Collective dynamics allow super-organisms to function in ways that a single organism cannot, by virtue of their emergent size, shape, physiology and behaviour2. Classic examples include the physiological and behavioural strategies seen in social insects (for example, ants that link their bodies to form rafts to survive floods3,4,5,6, assemble pulling chains to move food items7, and form bivouacs8 and towers9, as well as bridges and ladders to traverse rough terrain10). Similarly, groups of daddy longlegs’ (order Opiliones) huddle together and emperor penguins cluster together for thermoregulation purposes11. While much is known about the static forms that are seen in such situations, the stability of these forms to dynamic perturbation, and their global adaptation to environmental changes is much less understood.

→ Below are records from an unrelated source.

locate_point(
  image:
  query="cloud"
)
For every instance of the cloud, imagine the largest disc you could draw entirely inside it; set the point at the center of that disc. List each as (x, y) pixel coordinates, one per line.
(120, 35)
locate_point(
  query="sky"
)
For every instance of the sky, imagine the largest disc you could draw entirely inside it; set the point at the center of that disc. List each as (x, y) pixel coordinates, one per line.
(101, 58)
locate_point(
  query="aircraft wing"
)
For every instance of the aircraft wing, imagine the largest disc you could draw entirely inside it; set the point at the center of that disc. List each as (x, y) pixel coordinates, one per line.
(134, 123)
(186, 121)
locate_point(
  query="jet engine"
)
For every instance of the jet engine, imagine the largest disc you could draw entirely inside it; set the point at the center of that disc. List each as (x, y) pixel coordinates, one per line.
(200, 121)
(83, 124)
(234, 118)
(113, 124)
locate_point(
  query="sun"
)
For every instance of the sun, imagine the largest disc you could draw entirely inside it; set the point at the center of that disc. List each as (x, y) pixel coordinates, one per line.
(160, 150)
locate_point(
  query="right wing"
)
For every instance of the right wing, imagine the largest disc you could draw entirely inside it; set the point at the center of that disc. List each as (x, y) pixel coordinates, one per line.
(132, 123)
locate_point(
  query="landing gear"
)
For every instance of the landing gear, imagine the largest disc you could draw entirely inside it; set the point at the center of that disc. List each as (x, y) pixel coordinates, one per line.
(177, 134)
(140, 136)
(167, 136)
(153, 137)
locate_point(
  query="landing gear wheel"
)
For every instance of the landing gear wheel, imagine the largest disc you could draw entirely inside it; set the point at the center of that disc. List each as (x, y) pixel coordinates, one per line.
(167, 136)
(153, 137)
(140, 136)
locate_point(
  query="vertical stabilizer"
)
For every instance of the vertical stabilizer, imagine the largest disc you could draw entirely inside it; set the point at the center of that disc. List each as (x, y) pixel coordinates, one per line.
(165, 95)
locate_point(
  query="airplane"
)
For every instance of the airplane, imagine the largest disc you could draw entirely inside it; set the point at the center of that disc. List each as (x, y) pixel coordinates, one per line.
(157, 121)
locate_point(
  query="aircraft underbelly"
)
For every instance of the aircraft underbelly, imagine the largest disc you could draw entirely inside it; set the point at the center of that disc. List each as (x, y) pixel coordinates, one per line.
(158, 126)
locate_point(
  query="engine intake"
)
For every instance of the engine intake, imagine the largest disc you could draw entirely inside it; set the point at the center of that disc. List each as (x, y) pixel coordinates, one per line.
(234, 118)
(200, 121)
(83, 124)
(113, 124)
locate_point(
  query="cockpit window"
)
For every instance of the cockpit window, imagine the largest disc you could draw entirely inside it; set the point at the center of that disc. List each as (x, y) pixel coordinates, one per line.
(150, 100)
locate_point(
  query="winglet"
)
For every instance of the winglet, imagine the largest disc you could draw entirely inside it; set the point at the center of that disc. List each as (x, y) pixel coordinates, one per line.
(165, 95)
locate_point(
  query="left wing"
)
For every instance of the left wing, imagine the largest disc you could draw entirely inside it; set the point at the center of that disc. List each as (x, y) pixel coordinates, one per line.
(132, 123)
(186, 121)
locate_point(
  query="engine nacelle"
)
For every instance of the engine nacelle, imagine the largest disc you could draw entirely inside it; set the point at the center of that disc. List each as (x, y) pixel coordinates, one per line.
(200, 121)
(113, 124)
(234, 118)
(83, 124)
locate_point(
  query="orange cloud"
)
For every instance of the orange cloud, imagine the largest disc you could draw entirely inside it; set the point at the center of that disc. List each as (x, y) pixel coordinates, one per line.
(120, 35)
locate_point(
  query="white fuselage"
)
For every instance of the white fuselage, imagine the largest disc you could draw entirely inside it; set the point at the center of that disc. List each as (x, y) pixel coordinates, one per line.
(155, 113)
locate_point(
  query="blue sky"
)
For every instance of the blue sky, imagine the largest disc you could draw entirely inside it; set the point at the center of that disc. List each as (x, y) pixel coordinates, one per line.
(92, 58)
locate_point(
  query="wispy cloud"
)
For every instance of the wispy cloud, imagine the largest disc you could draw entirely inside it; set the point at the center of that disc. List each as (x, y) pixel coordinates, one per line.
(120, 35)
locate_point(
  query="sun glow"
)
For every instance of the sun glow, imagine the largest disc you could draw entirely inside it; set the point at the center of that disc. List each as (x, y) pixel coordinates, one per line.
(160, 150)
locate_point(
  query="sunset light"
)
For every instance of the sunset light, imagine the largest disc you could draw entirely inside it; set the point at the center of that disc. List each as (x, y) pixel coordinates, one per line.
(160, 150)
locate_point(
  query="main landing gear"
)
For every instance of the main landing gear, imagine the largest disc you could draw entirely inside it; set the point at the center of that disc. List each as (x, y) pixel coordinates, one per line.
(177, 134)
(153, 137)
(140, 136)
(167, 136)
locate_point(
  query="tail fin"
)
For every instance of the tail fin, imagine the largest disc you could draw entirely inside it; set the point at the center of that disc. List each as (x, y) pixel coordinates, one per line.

European honeybees, Apis mellifera L., show many of these collective behaviours during their life cycle1. For example, colonies reproduce through colony fission, a process in which a subset of the colony’s workers and a queen leave the hive, separate from the parent colony and form a cluster on a nearby tree branch1. In these swarm clusters (which we will refer to as clusters), the bees adhere to each other and form a large structure made of ~10,000 individuals and hundreds of times the size of a single organism (Fig. 1a). Generally, this hanging mass of adhered bees takes on the shape of an inverted pendant cone; however, the resultant shape is also influenced by the surface to which the cluster is clinging to (see two different examples in Fig. 1a). The cluster can stay in place for several days as scout bees search the surrounding area for suitable nest sites1.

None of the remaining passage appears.